My curiosity and fascination with all things health naturally put me on a trajectory towards medicine. I had a deep seated passion to teach others to care for their health and wellness. Before attending medical school, I was a grassroots community health organizer working as an AmeriCorps Volunteer with the Texas Department of Public Health, going door to door in low-income neighborhoods teaching people about their health.  I planned programs such as cooking classes and support groups and built community gardens, all with the goal of helping communities and individuals become more successful with their health outcomes.

So where am I going with this? In my life’s journey of understanding health and working with individuals to help them achieve health and wellness, one thing stands out: when a person understands their health and is actively in charge of their health, they are empowered to achieve success. Mrs. Jones is living proof of that. She is the definition of an activated and engaged patient. Once she had complete understanding of her disease processes, she proactively modified her behavior, managed her health, and partnered with the health system, ultimately achieving excellent health outcomes.

There are roughly 117 million Americans living with chronic health conditions. In 2010, 86% of all healthcare spending was on persons with one or more chronic conditions. While the U.S. spends more on healthcare compared to other high-income countries, overall health outcomes are worse, including shorter life spans and greater prevalence of chronic conditions. Clearly we need to bridge the gap between healthcare spending and better health outcomes.

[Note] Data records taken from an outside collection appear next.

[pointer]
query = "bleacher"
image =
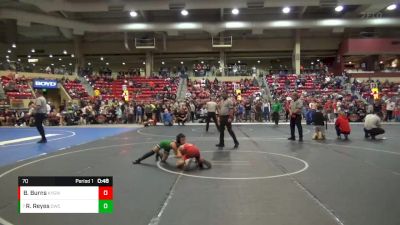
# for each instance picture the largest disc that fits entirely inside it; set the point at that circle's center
(76, 90)
(228, 86)
(16, 88)
(309, 85)
(143, 89)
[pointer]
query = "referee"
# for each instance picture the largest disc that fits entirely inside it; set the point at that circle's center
(40, 114)
(226, 113)
(211, 109)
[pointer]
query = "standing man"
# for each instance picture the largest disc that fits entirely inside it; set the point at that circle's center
(211, 110)
(390, 105)
(40, 114)
(372, 125)
(266, 109)
(226, 115)
(276, 109)
(295, 110)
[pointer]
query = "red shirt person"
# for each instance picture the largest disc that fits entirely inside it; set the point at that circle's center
(342, 126)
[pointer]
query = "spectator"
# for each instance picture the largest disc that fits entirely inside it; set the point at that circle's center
(296, 107)
(372, 125)
(181, 117)
(276, 109)
(390, 105)
(167, 118)
(342, 126)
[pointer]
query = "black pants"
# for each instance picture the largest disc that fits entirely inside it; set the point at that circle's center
(373, 132)
(214, 117)
(389, 115)
(39, 117)
(223, 120)
(296, 122)
(275, 117)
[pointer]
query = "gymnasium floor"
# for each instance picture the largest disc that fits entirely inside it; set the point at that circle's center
(268, 180)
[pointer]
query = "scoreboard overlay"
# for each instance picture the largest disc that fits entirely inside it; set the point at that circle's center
(65, 194)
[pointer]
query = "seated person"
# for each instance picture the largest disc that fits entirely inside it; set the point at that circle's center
(181, 117)
(342, 126)
(372, 125)
(167, 118)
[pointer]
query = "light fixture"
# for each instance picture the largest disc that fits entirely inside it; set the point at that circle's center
(286, 10)
(133, 13)
(391, 7)
(339, 8)
(184, 12)
(235, 11)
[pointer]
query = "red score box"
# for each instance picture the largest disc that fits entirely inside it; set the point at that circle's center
(105, 193)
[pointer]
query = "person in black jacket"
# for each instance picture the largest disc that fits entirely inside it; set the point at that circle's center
(318, 118)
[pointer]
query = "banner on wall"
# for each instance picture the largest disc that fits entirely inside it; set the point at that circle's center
(44, 84)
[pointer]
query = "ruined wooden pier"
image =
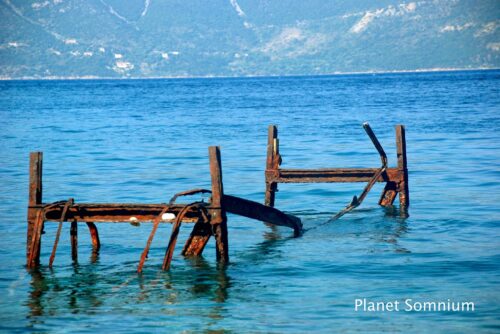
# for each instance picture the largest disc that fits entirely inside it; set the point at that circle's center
(396, 178)
(209, 218)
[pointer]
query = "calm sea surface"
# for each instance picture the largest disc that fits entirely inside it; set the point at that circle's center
(142, 141)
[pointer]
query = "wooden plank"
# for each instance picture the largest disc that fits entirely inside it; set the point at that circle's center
(403, 188)
(334, 175)
(118, 212)
(217, 212)
(34, 198)
(272, 150)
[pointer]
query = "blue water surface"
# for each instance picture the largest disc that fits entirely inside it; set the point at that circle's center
(144, 140)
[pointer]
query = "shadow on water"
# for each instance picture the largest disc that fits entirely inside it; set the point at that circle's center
(92, 288)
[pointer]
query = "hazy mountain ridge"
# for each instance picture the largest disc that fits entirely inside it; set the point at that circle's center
(153, 38)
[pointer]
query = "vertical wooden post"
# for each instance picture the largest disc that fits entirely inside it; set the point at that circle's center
(218, 217)
(272, 164)
(74, 240)
(35, 198)
(197, 239)
(94, 235)
(403, 189)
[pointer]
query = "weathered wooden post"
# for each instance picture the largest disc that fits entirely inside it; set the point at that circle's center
(217, 212)
(272, 164)
(403, 189)
(34, 200)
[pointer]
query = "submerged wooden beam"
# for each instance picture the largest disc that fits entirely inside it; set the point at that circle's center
(254, 210)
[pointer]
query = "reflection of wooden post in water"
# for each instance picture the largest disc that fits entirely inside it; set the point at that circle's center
(396, 178)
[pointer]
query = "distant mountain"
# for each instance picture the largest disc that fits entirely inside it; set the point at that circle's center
(179, 38)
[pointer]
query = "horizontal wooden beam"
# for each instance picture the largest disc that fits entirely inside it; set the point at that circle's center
(122, 212)
(330, 175)
(115, 212)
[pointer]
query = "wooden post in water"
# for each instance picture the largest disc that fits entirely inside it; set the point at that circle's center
(217, 212)
(403, 189)
(74, 240)
(35, 198)
(272, 164)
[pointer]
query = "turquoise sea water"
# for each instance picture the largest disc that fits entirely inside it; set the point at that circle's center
(144, 140)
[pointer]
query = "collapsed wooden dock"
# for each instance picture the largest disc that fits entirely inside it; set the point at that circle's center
(209, 218)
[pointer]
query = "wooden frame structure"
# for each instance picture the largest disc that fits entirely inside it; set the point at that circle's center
(209, 218)
(396, 178)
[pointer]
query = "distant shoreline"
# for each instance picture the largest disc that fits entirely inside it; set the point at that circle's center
(84, 78)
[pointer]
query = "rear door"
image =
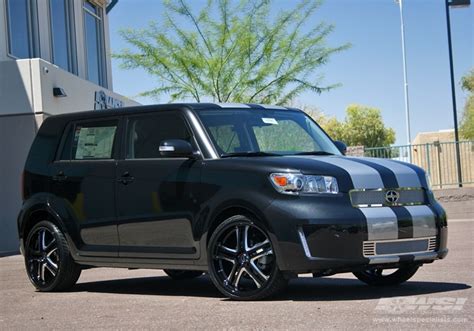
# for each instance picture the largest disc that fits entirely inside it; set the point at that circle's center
(84, 176)
(157, 197)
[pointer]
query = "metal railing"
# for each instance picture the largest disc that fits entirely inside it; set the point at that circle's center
(438, 159)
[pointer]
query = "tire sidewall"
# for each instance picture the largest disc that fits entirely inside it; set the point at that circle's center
(234, 221)
(63, 254)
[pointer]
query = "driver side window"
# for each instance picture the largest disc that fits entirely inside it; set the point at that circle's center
(146, 133)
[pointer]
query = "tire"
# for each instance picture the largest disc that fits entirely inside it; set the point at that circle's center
(48, 261)
(375, 277)
(182, 274)
(241, 260)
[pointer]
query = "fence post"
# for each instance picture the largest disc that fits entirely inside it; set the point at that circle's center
(438, 147)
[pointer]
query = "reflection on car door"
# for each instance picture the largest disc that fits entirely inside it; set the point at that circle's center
(84, 176)
(156, 196)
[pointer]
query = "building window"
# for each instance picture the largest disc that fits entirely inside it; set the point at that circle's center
(94, 43)
(22, 28)
(62, 34)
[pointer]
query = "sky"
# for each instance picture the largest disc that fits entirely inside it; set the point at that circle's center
(371, 71)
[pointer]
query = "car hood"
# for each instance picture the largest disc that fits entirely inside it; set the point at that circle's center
(351, 172)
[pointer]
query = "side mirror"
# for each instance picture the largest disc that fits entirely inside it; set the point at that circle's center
(341, 147)
(176, 148)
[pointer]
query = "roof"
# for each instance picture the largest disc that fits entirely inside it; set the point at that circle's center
(170, 106)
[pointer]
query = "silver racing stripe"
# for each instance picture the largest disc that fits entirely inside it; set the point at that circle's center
(406, 176)
(424, 223)
(382, 223)
(363, 176)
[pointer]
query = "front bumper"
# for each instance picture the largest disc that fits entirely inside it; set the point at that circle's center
(326, 234)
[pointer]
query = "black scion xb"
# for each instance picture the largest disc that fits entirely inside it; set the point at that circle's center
(251, 194)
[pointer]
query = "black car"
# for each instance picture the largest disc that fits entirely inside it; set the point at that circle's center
(251, 194)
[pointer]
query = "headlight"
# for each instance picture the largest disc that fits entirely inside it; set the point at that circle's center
(295, 183)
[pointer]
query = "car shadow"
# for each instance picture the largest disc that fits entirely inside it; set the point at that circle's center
(301, 289)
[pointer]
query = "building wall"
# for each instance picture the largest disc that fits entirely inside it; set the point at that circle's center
(44, 33)
(26, 98)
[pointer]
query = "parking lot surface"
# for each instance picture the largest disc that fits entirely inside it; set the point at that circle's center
(439, 296)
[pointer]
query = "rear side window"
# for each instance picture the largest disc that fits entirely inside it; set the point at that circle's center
(146, 133)
(90, 141)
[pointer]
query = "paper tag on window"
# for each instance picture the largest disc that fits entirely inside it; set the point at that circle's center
(269, 120)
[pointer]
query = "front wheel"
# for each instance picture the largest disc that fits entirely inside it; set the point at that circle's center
(242, 262)
(48, 262)
(386, 277)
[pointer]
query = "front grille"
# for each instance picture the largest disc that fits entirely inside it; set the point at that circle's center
(399, 246)
(376, 198)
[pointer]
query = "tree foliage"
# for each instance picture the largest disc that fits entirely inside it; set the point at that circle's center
(467, 121)
(362, 126)
(232, 51)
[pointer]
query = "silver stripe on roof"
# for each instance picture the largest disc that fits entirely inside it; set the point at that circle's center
(272, 107)
(232, 105)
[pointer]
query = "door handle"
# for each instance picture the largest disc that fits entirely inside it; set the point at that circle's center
(126, 178)
(60, 176)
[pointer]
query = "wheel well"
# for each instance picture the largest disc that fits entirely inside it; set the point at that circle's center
(36, 217)
(225, 214)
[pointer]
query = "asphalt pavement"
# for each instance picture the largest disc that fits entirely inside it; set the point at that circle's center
(439, 296)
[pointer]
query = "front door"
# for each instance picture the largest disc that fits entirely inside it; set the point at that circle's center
(84, 177)
(156, 196)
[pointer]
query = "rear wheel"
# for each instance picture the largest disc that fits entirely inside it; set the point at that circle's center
(182, 274)
(241, 259)
(48, 261)
(386, 277)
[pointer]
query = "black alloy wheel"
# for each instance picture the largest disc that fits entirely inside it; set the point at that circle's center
(48, 262)
(242, 262)
(386, 277)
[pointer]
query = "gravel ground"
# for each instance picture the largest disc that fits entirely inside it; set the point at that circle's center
(438, 296)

There are many studies in the literature which show that patients who are activated and engaged in their healthcare have lower BMI’s, lower average blood sugar levels, better blood pressure control and normal cholesterol levels. Yet, engaging patients continues to be an elusive goal. Why aren’t there more folks with success stories like Mrs. Jones? We need more effective mechanisms in place, restructuring healthcare to empower and engage patients.

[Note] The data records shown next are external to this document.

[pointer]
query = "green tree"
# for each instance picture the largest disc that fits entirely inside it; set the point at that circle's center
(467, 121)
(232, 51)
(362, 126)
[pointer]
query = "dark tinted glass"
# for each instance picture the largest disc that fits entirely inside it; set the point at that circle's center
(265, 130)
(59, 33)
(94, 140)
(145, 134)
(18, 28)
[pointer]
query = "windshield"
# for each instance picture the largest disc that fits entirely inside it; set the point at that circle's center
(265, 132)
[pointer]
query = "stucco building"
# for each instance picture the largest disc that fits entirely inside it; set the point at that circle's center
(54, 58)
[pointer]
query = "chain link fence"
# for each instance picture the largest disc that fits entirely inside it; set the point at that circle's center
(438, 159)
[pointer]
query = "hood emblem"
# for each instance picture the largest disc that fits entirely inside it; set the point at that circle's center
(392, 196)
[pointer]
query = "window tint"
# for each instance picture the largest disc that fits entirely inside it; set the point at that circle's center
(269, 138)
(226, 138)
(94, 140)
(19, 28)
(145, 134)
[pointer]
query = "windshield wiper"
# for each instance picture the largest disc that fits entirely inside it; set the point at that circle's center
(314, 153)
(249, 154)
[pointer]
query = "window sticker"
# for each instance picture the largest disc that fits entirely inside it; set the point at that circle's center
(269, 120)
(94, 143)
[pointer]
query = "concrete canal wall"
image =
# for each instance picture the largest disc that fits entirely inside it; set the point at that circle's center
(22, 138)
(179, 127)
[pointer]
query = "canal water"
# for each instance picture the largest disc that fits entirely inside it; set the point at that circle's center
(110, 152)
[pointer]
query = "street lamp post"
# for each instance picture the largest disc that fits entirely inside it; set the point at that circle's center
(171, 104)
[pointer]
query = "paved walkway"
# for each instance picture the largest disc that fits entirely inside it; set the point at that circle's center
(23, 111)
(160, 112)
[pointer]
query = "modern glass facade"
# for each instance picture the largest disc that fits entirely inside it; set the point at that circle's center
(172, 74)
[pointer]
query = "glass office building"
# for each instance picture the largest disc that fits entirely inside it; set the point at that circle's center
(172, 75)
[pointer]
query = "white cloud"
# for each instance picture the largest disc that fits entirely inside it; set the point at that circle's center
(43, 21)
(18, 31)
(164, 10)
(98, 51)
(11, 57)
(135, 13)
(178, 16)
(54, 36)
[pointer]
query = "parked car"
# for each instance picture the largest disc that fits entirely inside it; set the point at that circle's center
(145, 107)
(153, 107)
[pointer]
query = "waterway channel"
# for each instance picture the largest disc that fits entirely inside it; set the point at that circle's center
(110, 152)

At Valeet Healthcare, our mission is to provide both patients and healthcare systems with the tools to become true partners in healthcare. We aim to provide the “something that clicks” for patients, transforming them from mere recipients of care into engaged active participants of their care.  We also give healthcare providers tools to do this effectively. If health systems work with patients hand-in-hand to help them holistically understand their needs, and if patients can better understand their conditions, they can take charge of their health. These partnerships will fuel empowerment and engagement and result in better health outcomes at a lower cost.

*Name changed for privacy

Sima Pendharkar

Author Sima Pendharkar

Dr. Pendharkar, MD, MPH, FACP is a hospitalist and patient advocate with a passion for ensuring that patients are successful in their health outcomes. She has worked as a hospitalist in a number of institutions gaining a deeper understanding of the systems. She is committed to creating a solution to help patients, providers and healthcare organizations each succeed in their health.

More posts by Sima Pendharkar

Join the discussion 6 Comments

  • Patient One says:

    This post reminded me of when I used to try to exercise and work on my health. Having a doctor that could motivate is always nice.

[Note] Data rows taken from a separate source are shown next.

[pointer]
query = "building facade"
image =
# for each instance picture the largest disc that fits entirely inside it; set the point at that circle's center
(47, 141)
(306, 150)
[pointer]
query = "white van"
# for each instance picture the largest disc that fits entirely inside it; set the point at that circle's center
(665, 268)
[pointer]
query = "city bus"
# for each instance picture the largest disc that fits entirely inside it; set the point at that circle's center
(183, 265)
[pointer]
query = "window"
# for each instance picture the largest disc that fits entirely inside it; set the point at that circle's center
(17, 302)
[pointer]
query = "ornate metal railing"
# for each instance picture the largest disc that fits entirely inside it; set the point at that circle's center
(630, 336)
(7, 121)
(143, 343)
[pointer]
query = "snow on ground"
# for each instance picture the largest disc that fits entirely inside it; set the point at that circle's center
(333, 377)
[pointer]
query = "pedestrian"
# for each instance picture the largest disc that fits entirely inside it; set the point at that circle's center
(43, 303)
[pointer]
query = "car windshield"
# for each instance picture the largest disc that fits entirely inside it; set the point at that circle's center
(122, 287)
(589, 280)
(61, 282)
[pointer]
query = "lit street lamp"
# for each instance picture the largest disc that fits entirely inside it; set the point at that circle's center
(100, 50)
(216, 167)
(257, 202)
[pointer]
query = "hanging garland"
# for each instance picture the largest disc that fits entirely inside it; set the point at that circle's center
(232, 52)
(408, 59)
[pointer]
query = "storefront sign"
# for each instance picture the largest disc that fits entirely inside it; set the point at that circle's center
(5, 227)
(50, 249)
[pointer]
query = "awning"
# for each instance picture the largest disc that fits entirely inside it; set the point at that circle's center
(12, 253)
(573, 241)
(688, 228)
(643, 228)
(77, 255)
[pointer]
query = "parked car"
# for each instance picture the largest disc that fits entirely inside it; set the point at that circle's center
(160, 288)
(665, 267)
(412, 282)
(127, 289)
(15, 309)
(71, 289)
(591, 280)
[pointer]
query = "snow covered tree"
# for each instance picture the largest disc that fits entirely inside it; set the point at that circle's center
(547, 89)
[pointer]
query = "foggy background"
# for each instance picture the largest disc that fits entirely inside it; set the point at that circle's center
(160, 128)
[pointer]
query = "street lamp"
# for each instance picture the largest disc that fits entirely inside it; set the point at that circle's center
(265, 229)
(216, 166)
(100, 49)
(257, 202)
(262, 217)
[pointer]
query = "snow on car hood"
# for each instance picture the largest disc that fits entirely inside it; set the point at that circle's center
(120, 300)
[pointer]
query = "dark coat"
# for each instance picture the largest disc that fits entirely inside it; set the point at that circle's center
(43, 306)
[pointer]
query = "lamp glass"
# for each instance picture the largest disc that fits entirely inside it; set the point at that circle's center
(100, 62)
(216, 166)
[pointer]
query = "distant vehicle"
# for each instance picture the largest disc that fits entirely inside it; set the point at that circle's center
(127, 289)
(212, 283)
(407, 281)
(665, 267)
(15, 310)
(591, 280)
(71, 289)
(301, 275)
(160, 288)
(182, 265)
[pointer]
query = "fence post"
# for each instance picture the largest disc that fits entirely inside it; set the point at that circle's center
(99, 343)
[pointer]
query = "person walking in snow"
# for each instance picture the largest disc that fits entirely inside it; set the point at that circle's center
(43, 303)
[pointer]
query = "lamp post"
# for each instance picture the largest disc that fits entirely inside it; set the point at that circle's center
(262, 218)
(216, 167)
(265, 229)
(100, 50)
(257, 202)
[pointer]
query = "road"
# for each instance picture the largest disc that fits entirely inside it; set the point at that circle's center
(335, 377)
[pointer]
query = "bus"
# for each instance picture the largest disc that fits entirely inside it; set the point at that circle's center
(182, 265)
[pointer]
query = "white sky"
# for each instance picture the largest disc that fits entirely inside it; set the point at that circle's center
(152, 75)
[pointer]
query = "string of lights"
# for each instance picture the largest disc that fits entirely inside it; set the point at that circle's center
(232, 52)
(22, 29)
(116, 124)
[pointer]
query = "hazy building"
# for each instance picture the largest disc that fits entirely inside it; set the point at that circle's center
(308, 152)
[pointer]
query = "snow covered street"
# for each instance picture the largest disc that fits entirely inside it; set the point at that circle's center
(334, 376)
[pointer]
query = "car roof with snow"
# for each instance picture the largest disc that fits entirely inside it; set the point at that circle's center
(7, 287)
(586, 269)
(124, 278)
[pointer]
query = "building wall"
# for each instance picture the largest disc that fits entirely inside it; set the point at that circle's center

    • Sima Pendharkar Sima Pendharkar says:

      Thank you for sharing Patient One! What were you most successful in when it came to your health outcomes? Any tips that you wanted to share with us?

  • kathy says:

    Der Pendharkar: physicians like you both recognize and take the time needed in that moment when something “clicks”… So many different situations can create that moment. The fact that patients “come back” should convince us that they’re “open” to a conversation about change.

    • Sima Pendharkar Sima Pendharkar says:

      Dr. Andolsek, thank you for your comment. I agree, there are so many things which create that special aha moment for a patient. It’s a true gift and a blessing to be there for someone in that time…

  • Jim says:

    I could not refrain from commenting. Exceptionally well written!